All contributors ask about (to summarize) larger frames of comparison and broader contexts. They also ask in how far Lviv was unique, special, or typical. The first thing I should say about this point is that I feel they are fundamentally correct: there clearly is much more potential for comparison and contextualization than I have been able to exploit. In part (I’ll say it: although it’s predictable and somewhat self-serving, it’s also true) this is due to the limits of what one project realized by one person can do: I did not set out to do so, but it did become clear to me fairly quickly during my research that I needed to write a book focusing on revising existing narratives by, among other things, deploying deep and quite often unprecedented archival research, in which I had to go through a multiple of the materials that I actually used in the end. In sum, with Lviv’s historiography being what it was when I wrote “The Paradox,” I had to spend much time on building my own archival foundations from scratch, and this has biased the result toward an ever sharper as well as narrower focus on one city (all the while being attentive to its inherently transnational experience).

While I have made an effort to highlight some comparisons and contexts to signal, as it were, what was missing and awaits future research (and researchers), what the book could have featured but does not is, for instance, a separate chapter discussing them.

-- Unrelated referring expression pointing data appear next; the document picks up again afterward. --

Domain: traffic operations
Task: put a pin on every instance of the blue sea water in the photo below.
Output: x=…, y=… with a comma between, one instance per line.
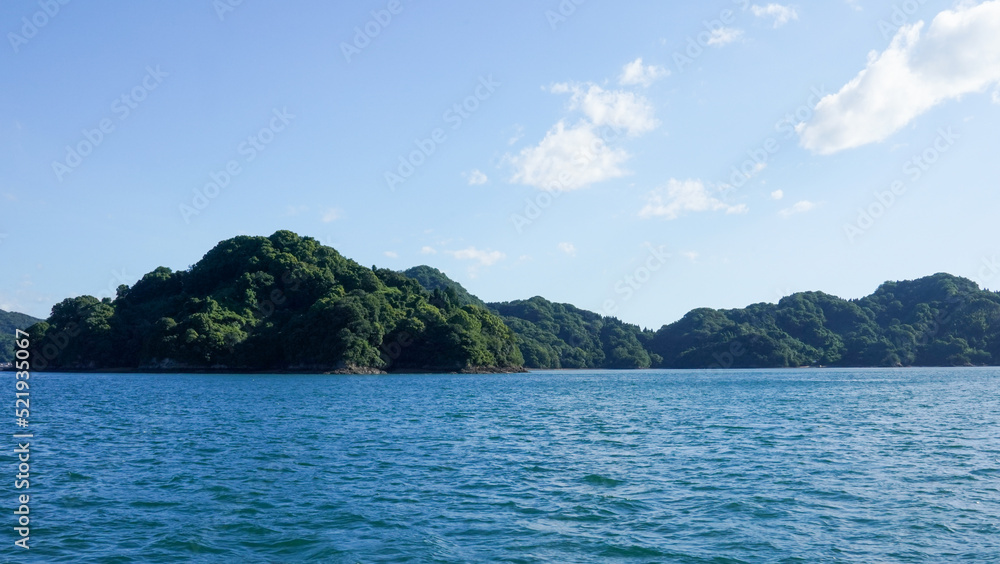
x=864, y=466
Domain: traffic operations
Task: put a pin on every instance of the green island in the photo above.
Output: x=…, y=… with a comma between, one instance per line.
x=287, y=303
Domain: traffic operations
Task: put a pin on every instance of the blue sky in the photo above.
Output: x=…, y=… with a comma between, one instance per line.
x=638, y=159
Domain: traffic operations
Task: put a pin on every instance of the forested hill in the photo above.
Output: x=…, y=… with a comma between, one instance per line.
x=282, y=302
x=10, y=321
x=939, y=320
x=286, y=302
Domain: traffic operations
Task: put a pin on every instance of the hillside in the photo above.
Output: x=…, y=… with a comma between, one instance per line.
x=282, y=302
x=9, y=322
x=939, y=320
x=286, y=302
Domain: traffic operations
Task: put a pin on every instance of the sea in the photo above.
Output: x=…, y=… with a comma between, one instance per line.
x=725, y=466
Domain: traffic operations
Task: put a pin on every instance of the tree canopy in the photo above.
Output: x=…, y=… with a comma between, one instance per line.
x=286, y=302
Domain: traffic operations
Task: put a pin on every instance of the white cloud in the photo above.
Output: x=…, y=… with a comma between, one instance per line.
x=959, y=53
x=485, y=258
x=295, y=210
x=618, y=109
x=636, y=73
x=568, y=159
x=567, y=248
x=799, y=207
x=476, y=177
x=724, y=36
x=518, y=134
x=781, y=14
x=681, y=196
x=572, y=157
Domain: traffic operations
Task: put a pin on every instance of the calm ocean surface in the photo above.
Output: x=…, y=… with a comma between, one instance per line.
x=864, y=466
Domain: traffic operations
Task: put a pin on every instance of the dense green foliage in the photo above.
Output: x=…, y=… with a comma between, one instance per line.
x=288, y=303
x=940, y=320
x=553, y=335
x=278, y=302
x=433, y=279
x=10, y=322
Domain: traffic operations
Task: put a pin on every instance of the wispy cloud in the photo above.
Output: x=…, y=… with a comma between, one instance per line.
x=959, y=53
x=574, y=156
x=780, y=14
x=618, y=109
x=568, y=159
x=635, y=73
x=799, y=207
x=330, y=215
x=476, y=177
x=680, y=196
x=724, y=36
x=567, y=248
x=483, y=257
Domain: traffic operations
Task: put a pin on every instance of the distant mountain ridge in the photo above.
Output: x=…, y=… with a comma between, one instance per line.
x=10, y=321
x=939, y=320
x=286, y=302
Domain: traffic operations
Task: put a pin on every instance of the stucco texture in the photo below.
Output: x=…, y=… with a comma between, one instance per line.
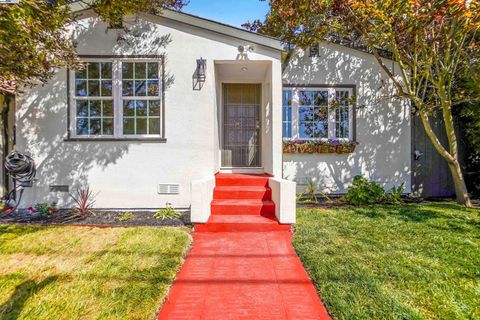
x=382, y=122
x=124, y=173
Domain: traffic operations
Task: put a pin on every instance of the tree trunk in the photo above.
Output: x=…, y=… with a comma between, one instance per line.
x=453, y=163
x=460, y=186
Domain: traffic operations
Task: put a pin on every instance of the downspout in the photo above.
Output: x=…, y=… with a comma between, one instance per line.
x=5, y=140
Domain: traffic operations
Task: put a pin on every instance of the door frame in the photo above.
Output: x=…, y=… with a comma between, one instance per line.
x=221, y=113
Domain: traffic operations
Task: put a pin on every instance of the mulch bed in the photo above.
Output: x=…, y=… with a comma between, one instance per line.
x=97, y=218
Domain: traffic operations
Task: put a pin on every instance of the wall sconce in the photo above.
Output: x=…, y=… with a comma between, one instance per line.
x=201, y=68
x=200, y=75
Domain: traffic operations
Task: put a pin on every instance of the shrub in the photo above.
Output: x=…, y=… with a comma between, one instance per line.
x=84, y=199
x=168, y=212
x=125, y=216
x=394, y=195
x=45, y=209
x=364, y=192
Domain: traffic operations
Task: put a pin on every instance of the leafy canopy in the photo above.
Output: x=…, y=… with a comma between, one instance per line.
x=33, y=41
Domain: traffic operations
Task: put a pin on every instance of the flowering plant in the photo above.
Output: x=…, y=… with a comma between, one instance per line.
x=319, y=146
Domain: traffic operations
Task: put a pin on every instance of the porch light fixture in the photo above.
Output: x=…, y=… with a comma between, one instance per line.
x=199, y=75
x=200, y=72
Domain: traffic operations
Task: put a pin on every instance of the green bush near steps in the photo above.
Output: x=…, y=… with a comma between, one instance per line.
x=364, y=192
x=168, y=212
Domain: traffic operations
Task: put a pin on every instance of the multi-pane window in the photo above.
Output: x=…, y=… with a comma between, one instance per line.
x=94, y=100
x=312, y=114
x=314, y=50
x=141, y=98
x=342, y=111
x=287, y=114
x=116, y=99
x=317, y=113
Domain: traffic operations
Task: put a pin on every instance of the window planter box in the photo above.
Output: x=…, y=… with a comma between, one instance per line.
x=330, y=146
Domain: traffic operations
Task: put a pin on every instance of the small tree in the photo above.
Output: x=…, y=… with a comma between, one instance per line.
x=432, y=42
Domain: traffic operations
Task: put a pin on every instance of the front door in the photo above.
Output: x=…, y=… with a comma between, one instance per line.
x=241, y=125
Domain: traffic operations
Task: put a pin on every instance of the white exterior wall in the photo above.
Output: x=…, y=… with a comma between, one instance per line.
x=382, y=122
x=126, y=173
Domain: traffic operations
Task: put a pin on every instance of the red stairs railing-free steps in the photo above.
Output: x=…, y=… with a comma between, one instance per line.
x=241, y=202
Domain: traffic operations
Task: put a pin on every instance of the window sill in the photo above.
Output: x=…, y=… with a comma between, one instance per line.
x=152, y=140
x=312, y=146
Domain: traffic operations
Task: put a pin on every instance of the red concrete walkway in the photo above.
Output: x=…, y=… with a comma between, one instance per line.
x=243, y=275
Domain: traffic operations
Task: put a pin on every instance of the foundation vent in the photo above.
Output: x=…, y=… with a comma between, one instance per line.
x=168, y=188
x=58, y=188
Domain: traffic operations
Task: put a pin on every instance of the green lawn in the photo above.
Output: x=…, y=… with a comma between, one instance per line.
x=87, y=273
x=393, y=262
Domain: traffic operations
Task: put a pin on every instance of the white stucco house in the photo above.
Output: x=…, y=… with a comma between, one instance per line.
x=186, y=111
x=377, y=121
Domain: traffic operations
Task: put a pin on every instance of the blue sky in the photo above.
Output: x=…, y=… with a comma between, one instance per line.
x=232, y=12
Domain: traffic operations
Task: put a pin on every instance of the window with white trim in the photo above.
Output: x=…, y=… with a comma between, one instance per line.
x=287, y=113
x=117, y=98
x=318, y=113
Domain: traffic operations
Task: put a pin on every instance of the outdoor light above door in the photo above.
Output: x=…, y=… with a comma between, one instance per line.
x=201, y=68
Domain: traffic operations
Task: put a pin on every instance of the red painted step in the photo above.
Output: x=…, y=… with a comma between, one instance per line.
x=242, y=207
x=242, y=192
x=230, y=179
x=241, y=223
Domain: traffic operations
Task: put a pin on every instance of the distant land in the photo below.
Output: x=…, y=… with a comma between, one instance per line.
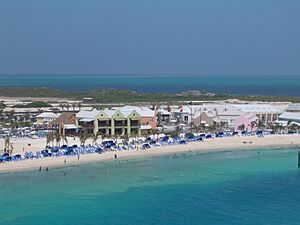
x=258, y=85
x=107, y=96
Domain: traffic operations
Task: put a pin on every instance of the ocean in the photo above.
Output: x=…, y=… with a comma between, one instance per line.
x=229, y=187
x=280, y=85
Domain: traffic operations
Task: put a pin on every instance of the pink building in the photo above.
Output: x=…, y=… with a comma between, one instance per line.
x=247, y=122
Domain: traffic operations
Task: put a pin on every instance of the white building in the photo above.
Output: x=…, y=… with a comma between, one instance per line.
x=266, y=114
x=46, y=117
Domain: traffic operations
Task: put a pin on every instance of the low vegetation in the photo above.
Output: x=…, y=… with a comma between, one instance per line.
x=33, y=105
x=120, y=96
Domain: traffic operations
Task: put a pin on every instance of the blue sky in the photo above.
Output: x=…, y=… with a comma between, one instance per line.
x=150, y=36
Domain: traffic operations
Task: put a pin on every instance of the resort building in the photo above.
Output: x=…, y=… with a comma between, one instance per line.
x=46, y=118
x=110, y=122
x=266, y=114
x=163, y=116
x=224, y=115
x=293, y=108
x=148, y=119
x=86, y=120
x=247, y=122
x=288, y=117
x=66, y=123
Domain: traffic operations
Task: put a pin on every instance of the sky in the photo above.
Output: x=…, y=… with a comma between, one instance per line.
x=149, y=37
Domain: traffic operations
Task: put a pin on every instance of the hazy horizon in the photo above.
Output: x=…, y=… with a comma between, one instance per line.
x=158, y=37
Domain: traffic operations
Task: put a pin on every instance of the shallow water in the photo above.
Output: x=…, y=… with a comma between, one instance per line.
x=239, y=187
x=286, y=85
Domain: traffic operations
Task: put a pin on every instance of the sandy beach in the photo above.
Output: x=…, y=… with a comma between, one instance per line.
x=219, y=144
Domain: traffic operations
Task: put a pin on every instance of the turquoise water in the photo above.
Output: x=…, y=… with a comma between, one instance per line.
x=234, y=84
x=240, y=187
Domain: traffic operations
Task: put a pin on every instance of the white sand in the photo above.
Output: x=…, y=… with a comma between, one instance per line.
x=227, y=143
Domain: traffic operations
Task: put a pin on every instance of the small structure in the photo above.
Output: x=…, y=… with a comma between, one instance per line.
x=66, y=123
x=46, y=118
x=247, y=122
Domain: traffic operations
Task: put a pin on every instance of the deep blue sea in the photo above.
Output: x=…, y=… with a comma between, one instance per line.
x=284, y=85
x=239, y=187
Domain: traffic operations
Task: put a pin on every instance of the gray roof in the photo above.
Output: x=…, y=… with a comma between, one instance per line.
x=293, y=108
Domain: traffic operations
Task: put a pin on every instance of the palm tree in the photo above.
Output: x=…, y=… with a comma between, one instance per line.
x=95, y=137
x=79, y=105
x=74, y=106
x=293, y=127
x=212, y=127
x=67, y=106
x=64, y=138
x=49, y=138
x=58, y=138
x=82, y=137
x=103, y=136
x=6, y=144
x=241, y=127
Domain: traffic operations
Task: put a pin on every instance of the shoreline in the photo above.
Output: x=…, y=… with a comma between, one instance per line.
x=211, y=145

Christian Hess’s comments regarding Dalian and those by Tom Williams on Alsace-Lorraine are truly inspiring in this regard because they point to potentials beyond Eastern Europe and beyond Europe as a whole. Clearly, a transnational and global urban history has wide vistas to explore – and in that respect my book can only be a very modest part of a hopefully much larger and growing whole.

Ellidor Mëhilli, no less importantly, raises the different question to what extent postwar Stalinist things happening beyond Lviv influenced Lviv. Again, this question as well is spot-on: indeed, a book that addresses Lviv under late Stalinism could spend more time on, say, the Lviv specifics of campaigns that were not targeted at Ukraine or nationalism in particular – for instance, campaigns such as the Kliueva-Roskin “case,” Lysenkoism, anticosmopolitanism; or events such as Stalin seventieth birthday and his death a few (but still too many) years later. In a similar vein, I could have dedicated more space to parallels in postwar collectivization or dirty wars of insurgency and counter-insurgency, for instance between the Baltics and Western Ukraine. Again, there is no doubt that much remains to be done, also by historians in Ukraine and especially Lviv, of course.

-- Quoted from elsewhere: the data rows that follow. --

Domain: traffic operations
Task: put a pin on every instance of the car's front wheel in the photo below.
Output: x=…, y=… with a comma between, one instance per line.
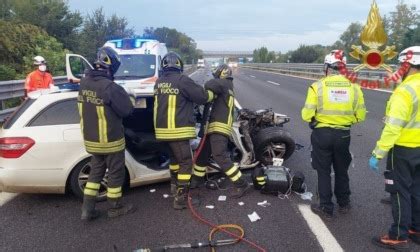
x=79, y=177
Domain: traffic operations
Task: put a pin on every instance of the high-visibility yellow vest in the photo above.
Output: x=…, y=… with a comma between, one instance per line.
x=334, y=102
x=402, y=121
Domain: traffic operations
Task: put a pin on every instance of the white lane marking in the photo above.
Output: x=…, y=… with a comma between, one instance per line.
x=320, y=230
x=307, y=78
x=6, y=197
x=274, y=83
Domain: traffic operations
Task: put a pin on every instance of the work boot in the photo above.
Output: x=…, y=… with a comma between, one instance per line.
x=241, y=186
x=88, y=208
x=118, y=209
x=386, y=242
x=414, y=236
x=196, y=182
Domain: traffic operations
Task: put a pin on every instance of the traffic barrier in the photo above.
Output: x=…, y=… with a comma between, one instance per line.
x=316, y=71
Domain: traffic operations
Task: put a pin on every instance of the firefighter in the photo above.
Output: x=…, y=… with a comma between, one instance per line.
x=175, y=95
x=219, y=130
x=400, y=140
x=40, y=78
x=102, y=105
x=332, y=105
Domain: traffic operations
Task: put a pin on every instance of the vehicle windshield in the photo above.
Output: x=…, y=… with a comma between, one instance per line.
x=135, y=66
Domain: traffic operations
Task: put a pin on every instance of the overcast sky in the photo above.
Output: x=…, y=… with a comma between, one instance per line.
x=244, y=24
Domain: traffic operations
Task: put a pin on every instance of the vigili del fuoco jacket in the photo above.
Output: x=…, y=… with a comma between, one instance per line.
x=221, y=116
x=102, y=105
x=173, y=115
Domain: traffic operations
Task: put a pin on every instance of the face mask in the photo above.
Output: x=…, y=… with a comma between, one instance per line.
x=42, y=68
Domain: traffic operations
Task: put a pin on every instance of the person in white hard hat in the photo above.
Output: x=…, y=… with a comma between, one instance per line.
x=400, y=142
x=332, y=106
x=39, y=78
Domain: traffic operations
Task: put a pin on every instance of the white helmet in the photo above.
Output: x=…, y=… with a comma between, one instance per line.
x=39, y=60
x=335, y=56
x=410, y=55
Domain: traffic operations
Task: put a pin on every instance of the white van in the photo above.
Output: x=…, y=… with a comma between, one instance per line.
x=140, y=64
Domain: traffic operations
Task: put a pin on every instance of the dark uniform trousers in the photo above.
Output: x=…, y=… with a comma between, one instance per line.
x=331, y=147
x=115, y=163
x=403, y=183
x=181, y=160
x=217, y=145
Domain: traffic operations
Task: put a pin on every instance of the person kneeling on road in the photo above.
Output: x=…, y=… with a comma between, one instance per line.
x=332, y=105
x=175, y=95
x=102, y=105
x=219, y=130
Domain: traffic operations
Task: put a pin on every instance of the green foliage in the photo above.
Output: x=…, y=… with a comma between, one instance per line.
x=7, y=73
x=401, y=22
x=307, y=54
x=176, y=41
x=97, y=29
x=412, y=37
x=262, y=55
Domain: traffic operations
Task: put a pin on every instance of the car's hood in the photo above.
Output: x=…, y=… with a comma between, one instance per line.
x=138, y=87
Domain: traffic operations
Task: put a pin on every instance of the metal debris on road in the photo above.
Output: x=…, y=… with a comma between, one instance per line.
x=222, y=198
x=264, y=203
x=254, y=217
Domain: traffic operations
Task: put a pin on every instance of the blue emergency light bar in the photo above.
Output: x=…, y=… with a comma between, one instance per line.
x=129, y=43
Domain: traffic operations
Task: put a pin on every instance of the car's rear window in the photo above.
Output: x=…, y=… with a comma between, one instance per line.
x=17, y=113
x=58, y=113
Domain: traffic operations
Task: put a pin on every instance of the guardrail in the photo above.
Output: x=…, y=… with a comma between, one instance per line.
x=15, y=89
x=315, y=70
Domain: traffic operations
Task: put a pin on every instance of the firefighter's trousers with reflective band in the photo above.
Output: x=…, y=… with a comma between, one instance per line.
x=115, y=163
x=181, y=154
x=403, y=183
x=330, y=147
x=217, y=146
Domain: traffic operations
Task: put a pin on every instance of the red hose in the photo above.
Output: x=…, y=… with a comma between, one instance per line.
x=197, y=216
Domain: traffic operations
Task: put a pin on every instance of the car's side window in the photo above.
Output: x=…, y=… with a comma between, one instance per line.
x=62, y=112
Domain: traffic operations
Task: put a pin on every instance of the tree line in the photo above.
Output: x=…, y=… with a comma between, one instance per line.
x=402, y=26
x=49, y=28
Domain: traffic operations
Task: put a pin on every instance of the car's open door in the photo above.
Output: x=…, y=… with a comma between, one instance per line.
x=76, y=65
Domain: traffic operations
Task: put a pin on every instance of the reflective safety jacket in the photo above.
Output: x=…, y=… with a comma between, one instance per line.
x=37, y=80
x=173, y=115
x=102, y=105
x=334, y=102
x=402, y=121
x=221, y=116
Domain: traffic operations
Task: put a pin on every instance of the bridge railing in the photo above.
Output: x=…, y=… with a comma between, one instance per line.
x=316, y=71
x=15, y=89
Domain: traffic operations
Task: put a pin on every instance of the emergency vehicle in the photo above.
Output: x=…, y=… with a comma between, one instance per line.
x=140, y=64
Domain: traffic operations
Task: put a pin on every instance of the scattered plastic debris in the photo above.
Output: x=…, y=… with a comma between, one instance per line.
x=306, y=195
x=254, y=217
x=222, y=198
x=264, y=203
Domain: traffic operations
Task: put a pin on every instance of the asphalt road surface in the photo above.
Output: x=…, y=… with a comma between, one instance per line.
x=52, y=222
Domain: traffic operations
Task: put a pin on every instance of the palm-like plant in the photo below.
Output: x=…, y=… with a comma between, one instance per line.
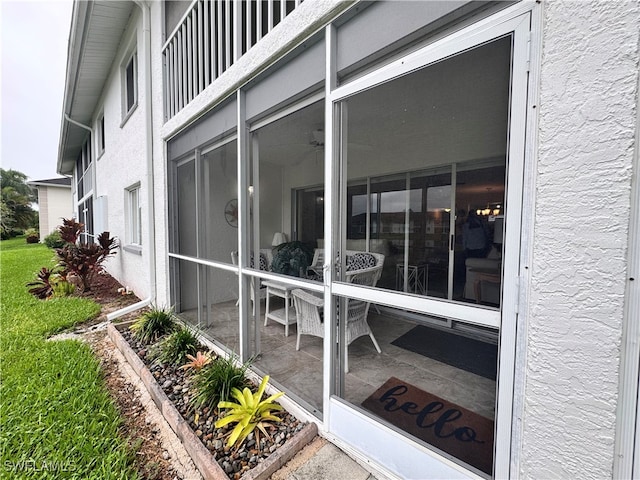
x=250, y=412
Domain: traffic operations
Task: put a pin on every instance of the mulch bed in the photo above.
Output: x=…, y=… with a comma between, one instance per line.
x=234, y=461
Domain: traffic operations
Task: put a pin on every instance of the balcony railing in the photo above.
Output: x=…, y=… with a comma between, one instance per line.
x=212, y=35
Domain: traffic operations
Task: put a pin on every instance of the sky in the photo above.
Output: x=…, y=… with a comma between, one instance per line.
x=33, y=45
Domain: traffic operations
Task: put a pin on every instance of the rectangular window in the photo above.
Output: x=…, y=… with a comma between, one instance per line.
x=100, y=133
x=134, y=214
x=130, y=85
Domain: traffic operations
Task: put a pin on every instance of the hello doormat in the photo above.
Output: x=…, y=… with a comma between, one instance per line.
x=443, y=424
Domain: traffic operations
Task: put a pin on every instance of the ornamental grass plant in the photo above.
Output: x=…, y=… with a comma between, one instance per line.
x=175, y=347
x=56, y=417
x=215, y=381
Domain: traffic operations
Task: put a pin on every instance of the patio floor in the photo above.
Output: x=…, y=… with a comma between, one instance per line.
x=299, y=373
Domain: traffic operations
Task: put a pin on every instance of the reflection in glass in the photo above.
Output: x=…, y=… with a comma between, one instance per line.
x=426, y=158
x=409, y=141
x=422, y=360
x=220, y=178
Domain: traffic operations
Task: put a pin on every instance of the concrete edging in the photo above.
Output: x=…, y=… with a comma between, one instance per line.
x=200, y=455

(By the way, during my research I never ceased to be astonished, just how very few local researchers found their way to the party branch of the archive, a fascinating and rich resource literally next door. I hope that the lively response that my work has found among some of Lviv’s historians will serve as an incentive to no longer neglect a period of time that may well be deeply unloved but whose impact on Lviv is second to none.)

My guess, however, is that works centering on comparison, context, and connections would really have to do precisely that: they would have to be designed around such an agenda as their main purpose. My feeling is (and that’s what it is, a felling) that we may not yet be at a stage where one, synthetic work can really symmetrically balance the local and beyond-local.

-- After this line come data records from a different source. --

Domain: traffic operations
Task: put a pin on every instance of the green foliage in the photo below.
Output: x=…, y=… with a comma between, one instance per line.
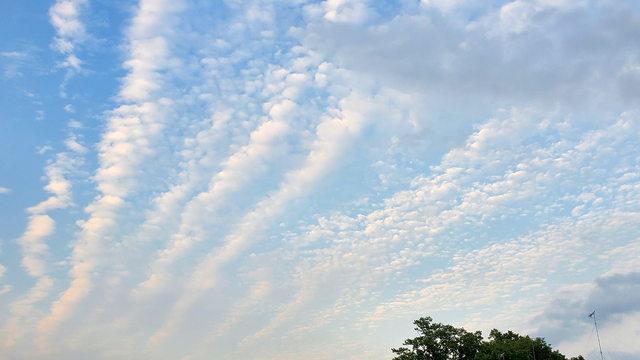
x=444, y=342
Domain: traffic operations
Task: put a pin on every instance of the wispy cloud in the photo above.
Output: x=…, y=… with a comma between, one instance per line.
x=285, y=180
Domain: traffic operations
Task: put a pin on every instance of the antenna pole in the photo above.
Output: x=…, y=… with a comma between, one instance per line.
x=593, y=315
x=533, y=350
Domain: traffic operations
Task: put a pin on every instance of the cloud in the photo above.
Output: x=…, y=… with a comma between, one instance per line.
x=502, y=58
x=75, y=124
x=259, y=187
x=124, y=145
x=64, y=15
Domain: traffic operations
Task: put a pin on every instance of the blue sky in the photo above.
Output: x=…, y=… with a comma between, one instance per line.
x=272, y=179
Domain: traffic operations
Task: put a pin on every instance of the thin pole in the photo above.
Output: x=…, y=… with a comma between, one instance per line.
x=593, y=315
x=533, y=350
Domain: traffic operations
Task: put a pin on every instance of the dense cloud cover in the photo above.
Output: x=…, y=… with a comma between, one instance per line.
x=272, y=179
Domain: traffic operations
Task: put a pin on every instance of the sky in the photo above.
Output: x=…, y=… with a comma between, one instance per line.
x=298, y=179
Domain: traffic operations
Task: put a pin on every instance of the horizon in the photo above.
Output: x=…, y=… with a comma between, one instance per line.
x=286, y=179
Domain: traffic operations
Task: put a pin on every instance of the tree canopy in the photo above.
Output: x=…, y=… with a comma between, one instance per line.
x=438, y=341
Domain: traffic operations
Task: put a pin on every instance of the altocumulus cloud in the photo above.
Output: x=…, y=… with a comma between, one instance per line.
x=301, y=179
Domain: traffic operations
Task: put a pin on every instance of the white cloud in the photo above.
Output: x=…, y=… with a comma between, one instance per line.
x=125, y=144
x=64, y=15
x=75, y=124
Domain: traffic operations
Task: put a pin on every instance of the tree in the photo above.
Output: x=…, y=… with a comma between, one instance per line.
x=440, y=342
x=437, y=341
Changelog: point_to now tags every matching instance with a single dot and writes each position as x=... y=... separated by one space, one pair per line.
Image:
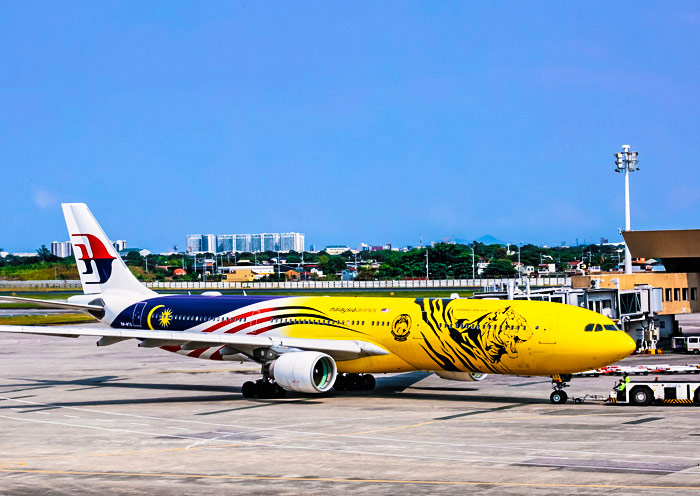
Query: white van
x=688 y=344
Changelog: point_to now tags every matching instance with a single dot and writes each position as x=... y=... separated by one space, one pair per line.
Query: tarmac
x=75 y=418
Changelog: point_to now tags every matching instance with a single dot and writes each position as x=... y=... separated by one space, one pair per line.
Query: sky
x=351 y=122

On the other hand. I would not want to draw a sharp line between the universally Soviet (or Stalinist) and the specifically Lvivian. As I tried to show in my reading of the anti-Hrushevskyi campaign or the Soviet re-forging of Lviv’s past, it was a fact and a pattern that the local and generally Soviet could not stop interacting – with, for good measure, the generally Soviet-Ukrainian thrown in as well.

I am certain that I have omitted important questions and comments raised by the contributors and I hope that I have not misunderstood the points that I have addressed. These would be my thoughts at this point and it remains for me to once again thank the reviewers and the organizers.